You can add a document extractor skill into a workflow to extract a specific set of fields from documents.

  1. From the workflow editor, under Document processors > Document extractors, select the extractor you want to add into the workflow.

    If there is no document extractor in your project, you can click Create a document extractor, which creates the document extractor skill and takes you to the editor to configure it. For more information, see Creating document extractors. Add document extractor to workflow

  2. Select Define data mapping and map the variables to the expected input and output.

    • Input: Enter a variable for the input document, such as Document. Select a default language (For example, en, for English). The review_fields available are the one defined in your document extractor. If you need to modify these fields, modify them in the document extractor and re-add it to your workflow.
    • Output: a variable for the output structure (document_extractor). Doc extractor in workflow input and output mapping
  3. Select Set Extraction rules and select the fields as well as the confidence thresholds for these fields that determine when to mark a document as needing review. Doc extractor in workflow set extraction rules

  4. Optional. Depending on the scenario: In the Variables pane, mark the document variable (document) as input, and the document_extractor variable as output.

Adding a Branch that enables the HITL activity

You can add a document review activity to trigger manual (human-in-the-loop) review.

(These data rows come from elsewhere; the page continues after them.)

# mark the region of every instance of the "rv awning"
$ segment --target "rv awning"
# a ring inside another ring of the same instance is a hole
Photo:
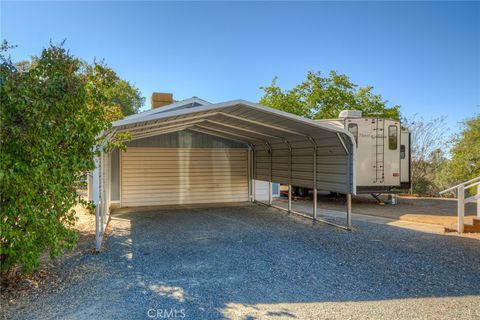
[[[355,194],[355,141],[346,130],[244,100],[146,112],[113,123],[142,139],[192,130],[245,143],[254,178]],[[315,172],[315,173],[314,173]]]

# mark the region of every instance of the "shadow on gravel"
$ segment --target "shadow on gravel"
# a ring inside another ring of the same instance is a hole
[[[211,319],[235,314],[232,304],[480,295],[473,239],[367,223],[350,233],[260,206],[122,213],[110,226],[98,256],[110,315]]]

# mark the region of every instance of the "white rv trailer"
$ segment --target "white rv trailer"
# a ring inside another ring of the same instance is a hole
[[[410,133],[400,121],[362,117],[344,110],[338,119],[317,120],[348,130],[355,137],[357,193],[391,193],[410,188]]]

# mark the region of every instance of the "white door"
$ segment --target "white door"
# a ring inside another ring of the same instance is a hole
[[[121,154],[121,206],[248,201],[246,149],[138,148]]]

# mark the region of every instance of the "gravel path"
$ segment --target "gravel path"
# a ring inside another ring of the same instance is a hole
[[[11,319],[479,319],[480,242],[263,206],[122,213]]]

To add it as a conditional branch that gets triggered if the criteria you set are met, follow this procedure. The example here is utility bill extraction but works the same for a document extractor.

  1. On the workflow editor, add a Branch after the Utility bill extraction activity. Utility Bill Extract to set HITL

  2. Edit the condition of the branch so that utility_bill/Review needed is equal to True. Utility Bill Extract review needed

  3. (Optional) Give proper names to the branch and the paths. For example,

    • For the branch, you can use "needs review?".
    • For the paths, you can use "Yes" or "No".

Adding Document Review activity for the Yes path

  1. In the workflow editor, select Document Processor, and in the Yes path, add a Document review. Utility Bill Extract set document review

  2. Set the Variable to the output variable of the Utility bill extraction activity. For example, "utility_bill". Utility Bill Extract set variable

You can now try this workflow by using the Playback button.

Updating review fields with image data

Open the Review document window on the extracted information that you want to review. Click a label in the review field (like “Account number”). As you drag the cursor, the label always displays next to the cursor. When you move the cursor to the viewer, it becomes a crosshair image. Review document cursor label

You can drag the crosshair to a value on any page and select a value or text. The selection is automatically populated into the review field. You can also single-click to select a word or double-click to select a phrase. Review document select image field

The format of the value or text that you select must match the format of the review field. If the two do not match, the selection is not populated into the review field. For example, if the review field requires a numeric value and you select text instead, the field is not updated. If possible, the selected text is transformed to the expected field format. For example, if you select "2024-01-30" for a field that expects a date, the text is transformed to a standardized date format.